D+WC performs functional job analyses for employers who have a sincere interest in preventing, managing and mitigating the costs and human suffering associated when a mismatch occurs between workers’ functional abilities and the critical job demands of a current, proposed or new position. The functional job analysis provides one half of the roadmap to recovery while, functional capacity evaluation of workers’ provides the rest of the map.

Employers who commit to investing in functional job analyses across their worksite have made a prudent risk management decision that will pay dividends as new hires are brought on board, current workers are transferred and injured employees return to work.

You can’t learn lion taming from a book or video and you can’t tame disability from within a clinic or claims office. On-site analysis of job tasks and work environments are essential  ingredients of a comprehensive disability prevention and management program.

Physical therapists are highly qualified FUNCTIONAL experts who should be a stakeholder in RTW decisions along with case managers, claims adjusters, occupational medicine providers and vocational rehabilitation counselors. Therapists possess invaluable knowledge of biomechanics, work conditioning & hardening, muscle performance, endurance & fatigue assessment, and ergonomics.

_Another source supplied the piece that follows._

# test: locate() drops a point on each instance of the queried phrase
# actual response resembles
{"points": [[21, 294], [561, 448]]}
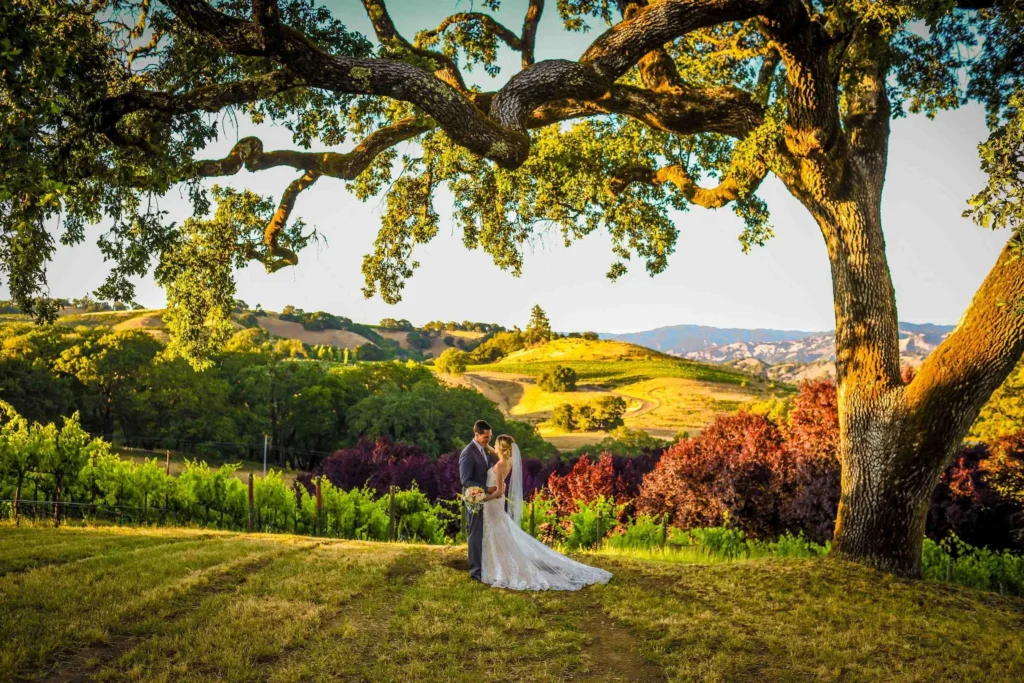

Therapists should routinely participate in the design of “reasonable accommodations” under ADA, the identification of “Administrative & Engineering Controls” under OSHA abatement programs, and development of “modified” or “transitional” duty programs inaccurately labeled “light duty” by those who do not understand workplace dynamics and variables. For instance, many sufferers of low back pain or LBP are commonly placed into sedentary jobs, which can actually and often do exacerbate the condition due to a number of factors including, but not limited to; poor posture, increase in intradiscal pressures, weight gain, increased risk of blood clotting in lower extremities, decreased cardiac and pulmonary output, increased risk of bone demineralization, increased risk of pressure or contact wounds (e.g. diabetes) and decline in muscle performance measures.